In the eyes of the world, Scotland and tartan go hand-in-hand. But did you know that for more than a hundred years, Bannockburn near Stirling was at the heart of the tartan manufacturing industry?
This tartan sample was made by Wilson’s of Bannockburn in the early 19th century. Also known as Old MacGregor, it is romantically called ‘Rob Roy’ tartan, named after the eponymous Scottish outlaw who became a folk hero during the Victorian era.
William Wilson was a weaver and chapman (a seller of cloth), who set up his business in Bannockburn in 1759. By 1785, he owned 12 looms and had created a wholesale manufacturing business producing tartan and other cloth for customers ranging from the northern Highlands to the West Indies.
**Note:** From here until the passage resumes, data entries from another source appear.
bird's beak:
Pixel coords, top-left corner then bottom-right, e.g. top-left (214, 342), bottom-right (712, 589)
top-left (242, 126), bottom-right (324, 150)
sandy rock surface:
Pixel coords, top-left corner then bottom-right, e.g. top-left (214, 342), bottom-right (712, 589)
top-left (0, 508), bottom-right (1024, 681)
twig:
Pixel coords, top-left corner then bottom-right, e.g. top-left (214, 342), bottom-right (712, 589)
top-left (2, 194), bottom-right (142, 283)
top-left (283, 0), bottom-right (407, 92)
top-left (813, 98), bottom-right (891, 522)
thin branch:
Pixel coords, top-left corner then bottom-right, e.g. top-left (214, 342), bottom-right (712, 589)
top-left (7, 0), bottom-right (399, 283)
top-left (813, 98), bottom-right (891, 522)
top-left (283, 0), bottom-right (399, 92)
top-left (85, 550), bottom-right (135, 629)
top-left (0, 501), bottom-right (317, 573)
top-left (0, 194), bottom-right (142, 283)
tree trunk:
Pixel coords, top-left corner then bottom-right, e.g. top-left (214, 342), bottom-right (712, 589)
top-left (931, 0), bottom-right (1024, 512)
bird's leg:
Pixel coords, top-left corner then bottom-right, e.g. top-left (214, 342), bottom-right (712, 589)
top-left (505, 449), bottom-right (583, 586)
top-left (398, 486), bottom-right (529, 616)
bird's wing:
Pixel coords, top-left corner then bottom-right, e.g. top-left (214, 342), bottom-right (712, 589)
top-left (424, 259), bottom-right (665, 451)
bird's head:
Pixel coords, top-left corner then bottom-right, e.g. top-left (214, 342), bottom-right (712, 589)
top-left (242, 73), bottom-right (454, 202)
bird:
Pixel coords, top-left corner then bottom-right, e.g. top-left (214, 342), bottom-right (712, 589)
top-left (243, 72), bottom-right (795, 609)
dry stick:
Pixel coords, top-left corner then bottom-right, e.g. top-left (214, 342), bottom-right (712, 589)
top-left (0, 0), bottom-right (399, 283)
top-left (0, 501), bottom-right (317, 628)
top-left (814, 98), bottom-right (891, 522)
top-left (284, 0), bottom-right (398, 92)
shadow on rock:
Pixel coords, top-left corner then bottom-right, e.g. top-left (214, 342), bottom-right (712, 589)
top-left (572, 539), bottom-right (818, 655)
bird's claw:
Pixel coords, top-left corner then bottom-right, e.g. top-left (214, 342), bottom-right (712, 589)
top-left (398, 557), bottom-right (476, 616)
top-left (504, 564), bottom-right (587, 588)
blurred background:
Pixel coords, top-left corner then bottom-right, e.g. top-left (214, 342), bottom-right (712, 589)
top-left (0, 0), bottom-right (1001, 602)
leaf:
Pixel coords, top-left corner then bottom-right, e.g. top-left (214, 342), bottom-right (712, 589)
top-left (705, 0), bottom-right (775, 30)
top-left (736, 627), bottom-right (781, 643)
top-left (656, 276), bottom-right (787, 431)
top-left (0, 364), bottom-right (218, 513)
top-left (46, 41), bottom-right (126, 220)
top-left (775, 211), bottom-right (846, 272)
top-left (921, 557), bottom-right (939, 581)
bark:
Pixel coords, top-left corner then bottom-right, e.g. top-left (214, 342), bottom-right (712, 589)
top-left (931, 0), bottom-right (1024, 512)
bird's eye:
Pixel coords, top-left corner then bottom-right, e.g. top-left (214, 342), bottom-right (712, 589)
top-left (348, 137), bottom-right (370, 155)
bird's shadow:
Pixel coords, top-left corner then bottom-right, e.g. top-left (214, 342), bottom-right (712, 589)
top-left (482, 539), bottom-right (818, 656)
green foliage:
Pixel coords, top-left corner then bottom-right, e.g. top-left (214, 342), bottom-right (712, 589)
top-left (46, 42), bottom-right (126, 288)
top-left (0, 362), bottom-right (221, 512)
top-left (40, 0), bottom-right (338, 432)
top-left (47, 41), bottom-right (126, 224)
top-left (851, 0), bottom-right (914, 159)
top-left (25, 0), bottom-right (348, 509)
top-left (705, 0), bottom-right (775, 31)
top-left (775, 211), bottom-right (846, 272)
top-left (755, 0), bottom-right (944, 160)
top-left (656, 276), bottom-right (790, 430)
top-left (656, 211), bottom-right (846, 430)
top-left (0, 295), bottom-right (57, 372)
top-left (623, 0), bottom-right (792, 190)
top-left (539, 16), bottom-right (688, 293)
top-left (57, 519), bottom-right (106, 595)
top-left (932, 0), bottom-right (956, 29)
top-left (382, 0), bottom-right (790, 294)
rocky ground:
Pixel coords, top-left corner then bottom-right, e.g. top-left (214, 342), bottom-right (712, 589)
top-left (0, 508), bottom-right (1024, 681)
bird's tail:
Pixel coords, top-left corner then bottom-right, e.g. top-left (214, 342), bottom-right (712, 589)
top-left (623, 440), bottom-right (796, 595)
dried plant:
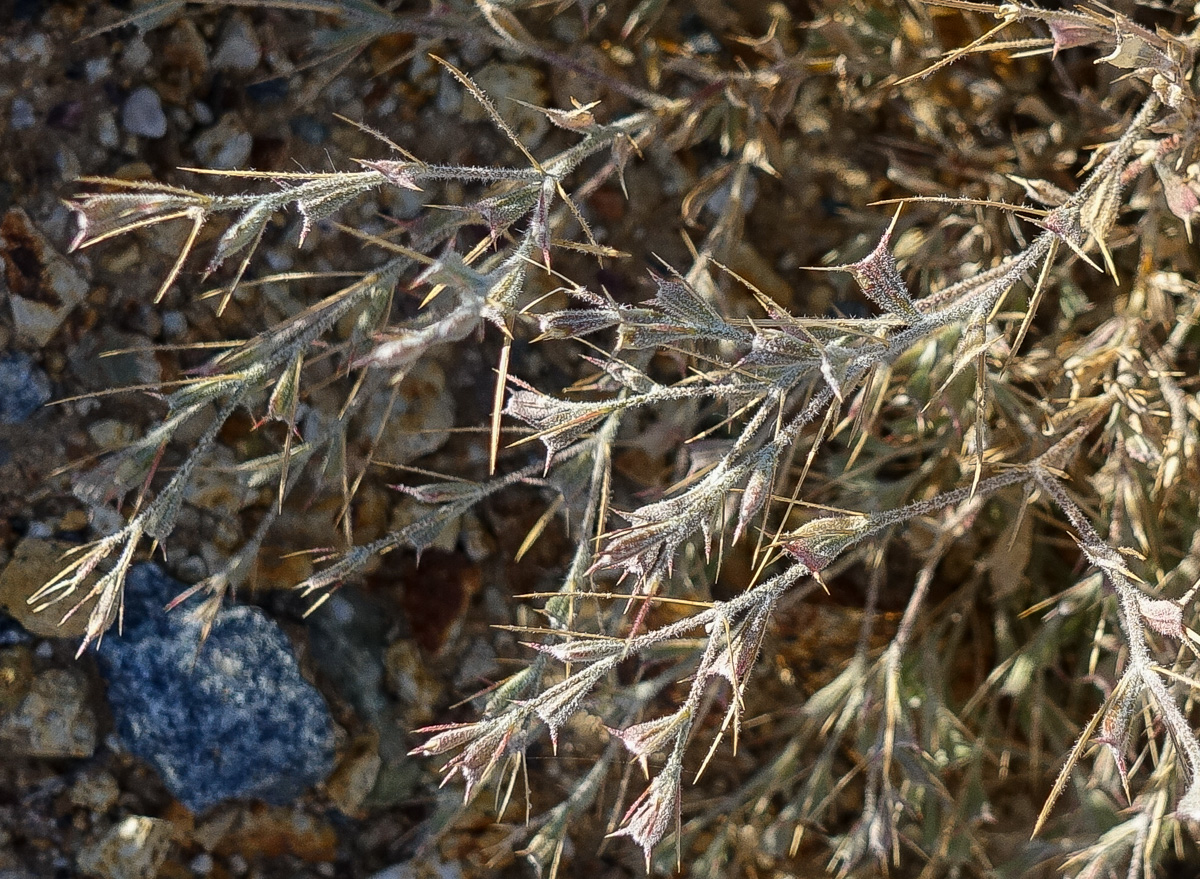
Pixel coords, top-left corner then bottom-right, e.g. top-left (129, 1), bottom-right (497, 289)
top-left (40, 0), bottom-right (1200, 877)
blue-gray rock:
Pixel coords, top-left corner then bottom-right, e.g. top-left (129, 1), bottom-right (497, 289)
top-left (0, 353), bottom-right (50, 424)
top-left (97, 564), bottom-right (334, 812)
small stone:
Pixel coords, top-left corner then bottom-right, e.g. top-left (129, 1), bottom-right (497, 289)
top-left (121, 85), bottom-right (167, 139)
top-left (0, 353), bottom-right (50, 424)
top-left (367, 360), bottom-right (455, 464)
top-left (192, 113), bottom-right (254, 171)
top-left (8, 97), bottom-right (37, 131)
top-left (121, 36), bottom-right (154, 72)
top-left (0, 537), bottom-right (96, 638)
top-left (212, 16), bottom-right (263, 70)
top-left (0, 645), bottom-right (34, 713)
top-left (0, 208), bottom-right (88, 347)
top-left (83, 55), bottom-right (113, 85)
top-left (461, 61), bottom-right (550, 148)
top-left (78, 815), bottom-right (172, 879)
top-left (162, 309), bottom-right (187, 339)
top-left (0, 669), bottom-right (96, 758)
top-left (325, 735), bottom-right (383, 818)
top-left (96, 110), bottom-right (121, 150)
top-left (97, 564), bottom-right (334, 812)
top-left (68, 770), bottom-right (121, 812)
top-left (383, 639), bottom-right (445, 726)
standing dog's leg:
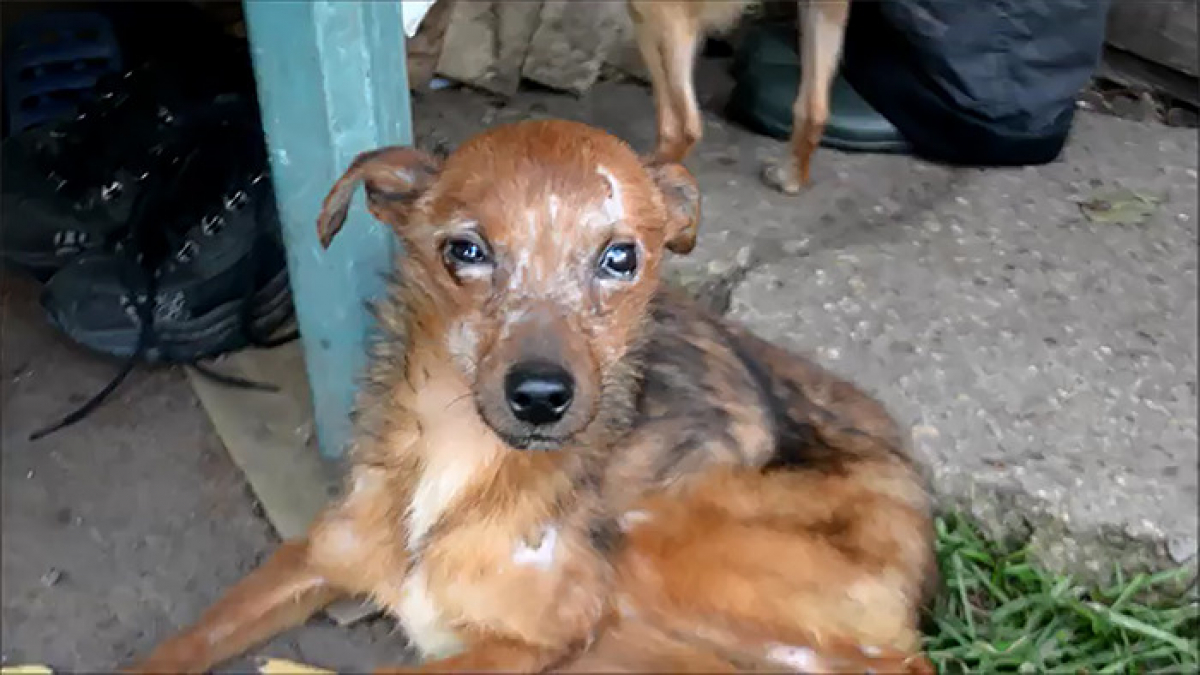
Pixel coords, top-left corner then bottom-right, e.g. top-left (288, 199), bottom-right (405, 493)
top-left (631, 1), bottom-right (703, 163)
top-left (763, 0), bottom-right (850, 195)
top-left (131, 539), bottom-right (344, 674)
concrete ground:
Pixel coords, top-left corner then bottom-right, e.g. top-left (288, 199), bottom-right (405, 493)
top-left (0, 69), bottom-right (1198, 670)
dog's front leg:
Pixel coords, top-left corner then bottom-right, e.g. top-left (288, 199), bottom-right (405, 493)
top-left (376, 638), bottom-right (566, 675)
top-left (127, 539), bottom-right (346, 675)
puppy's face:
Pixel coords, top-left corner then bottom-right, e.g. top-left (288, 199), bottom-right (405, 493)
top-left (320, 121), bottom-right (700, 450)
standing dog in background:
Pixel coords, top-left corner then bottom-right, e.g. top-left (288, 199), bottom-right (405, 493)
top-left (126, 121), bottom-right (935, 673)
top-left (629, 0), bottom-right (850, 195)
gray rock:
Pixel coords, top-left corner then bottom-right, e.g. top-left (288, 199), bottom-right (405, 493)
top-left (521, 0), bottom-right (628, 94)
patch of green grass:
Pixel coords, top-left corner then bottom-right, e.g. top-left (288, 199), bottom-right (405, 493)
top-left (925, 516), bottom-right (1200, 674)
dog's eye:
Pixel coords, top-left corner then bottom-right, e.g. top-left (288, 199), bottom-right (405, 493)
top-left (443, 239), bottom-right (490, 265)
top-left (600, 244), bottom-right (637, 279)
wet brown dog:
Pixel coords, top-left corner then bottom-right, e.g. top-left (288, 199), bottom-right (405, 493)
top-left (131, 121), bottom-right (932, 673)
top-left (629, 0), bottom-right (850, 193)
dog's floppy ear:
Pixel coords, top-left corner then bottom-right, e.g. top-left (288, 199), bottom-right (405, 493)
top-left (647, 163), bottom-right (700, 255)
top-left (317, 145), bottom-right (442, 249)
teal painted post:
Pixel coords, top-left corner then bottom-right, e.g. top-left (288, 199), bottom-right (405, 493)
top-left (244, 0), bottom-right (413, 456)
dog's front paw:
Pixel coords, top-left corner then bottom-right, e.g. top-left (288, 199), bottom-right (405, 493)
top-left (762, 162), bottom-right (804, 195)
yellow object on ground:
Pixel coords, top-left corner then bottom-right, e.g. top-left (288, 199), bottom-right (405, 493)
top-left (258, 658), bottom-right (334, 675)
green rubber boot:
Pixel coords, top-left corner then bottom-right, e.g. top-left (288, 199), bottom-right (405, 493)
top-left (726, 24), bottom-right (908, 153)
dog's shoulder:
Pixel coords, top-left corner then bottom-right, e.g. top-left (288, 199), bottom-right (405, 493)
top-left (638, 292), bottom-right (904, 478)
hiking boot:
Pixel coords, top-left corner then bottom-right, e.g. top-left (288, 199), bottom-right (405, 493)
top-left (0, 59), bottom-right (255, 280)
top-left (31, 97), bottom-right (295, 440)
top-left (42, 109), bottom-right (292, 363)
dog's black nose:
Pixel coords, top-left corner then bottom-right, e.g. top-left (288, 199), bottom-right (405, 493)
top-left (504, 362), bottom-right (575, 426)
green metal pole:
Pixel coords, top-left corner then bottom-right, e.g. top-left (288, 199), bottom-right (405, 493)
top-left (244, 0), bottom-right (413, 456)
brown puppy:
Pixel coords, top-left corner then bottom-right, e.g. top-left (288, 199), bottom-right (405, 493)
top-left (131, 121), bottom-right (932, 673)
top-left (629, 0), bottom-right (850, 193)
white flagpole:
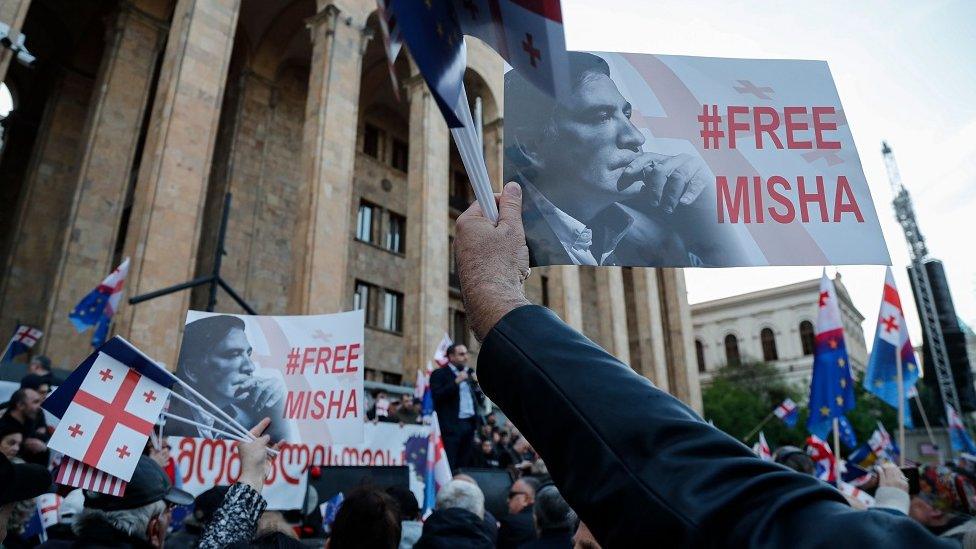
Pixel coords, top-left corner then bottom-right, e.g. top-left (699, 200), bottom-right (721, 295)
top-left (834, 417), bottom-right (840, 484)
top-left (895, 348), bottom-right (905, 467)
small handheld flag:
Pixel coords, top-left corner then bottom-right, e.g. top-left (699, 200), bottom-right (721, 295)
top-left (946, 404), bottom-right (976, 454)
top-left (0, 324), bottom-right (44, 362)
top-left (864, 267), bottom-right (920, 428)
top-left (773, 398), bottom-right (800, 427)
top-left (752, 431), bottom-right (773, 461)
top-left (807, 272), bottom-right (854, 438)
top-left (68, 257), bottom-right (129, 347)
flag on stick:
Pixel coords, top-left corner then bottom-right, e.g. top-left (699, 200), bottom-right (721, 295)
top-left (864, 267), bottom-right (920, 428)
top-left (752, 431), bottom-right (773, 461)
top-left (54, 456), bottom-right (126, 497)
top-left (773, 398), bottom-right (800, 427)
top-left (454, 0), bottom-right (569, 97)
top-left (68, 257), bottom-right (129, 347)
top-left (807, 271), bottom-right (854, 439)
top-left (946, 404), bottom-right (976, 454)
top-left (0, 324), bottom-right (44, 362)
Wilson’s biggest customer was, however, the British Army. After the failed 1745 Jacobite Rising, the wearing of Highland dress by all men was prohibited by the Act of Proscription in 1746. Harsh penalties were imposed, including imprisonment and transportation. The Act excluded the British Army; the many Scottish Regiments created during the second half of the 18th century were encouraged to wear the plaid. Regiments gradually adopted their own tartans – the earliest was the Black Watch, created in 1739. Wilson’s provided the cloth that dressed most of the Scottish soldiers fighting on fronts across the world.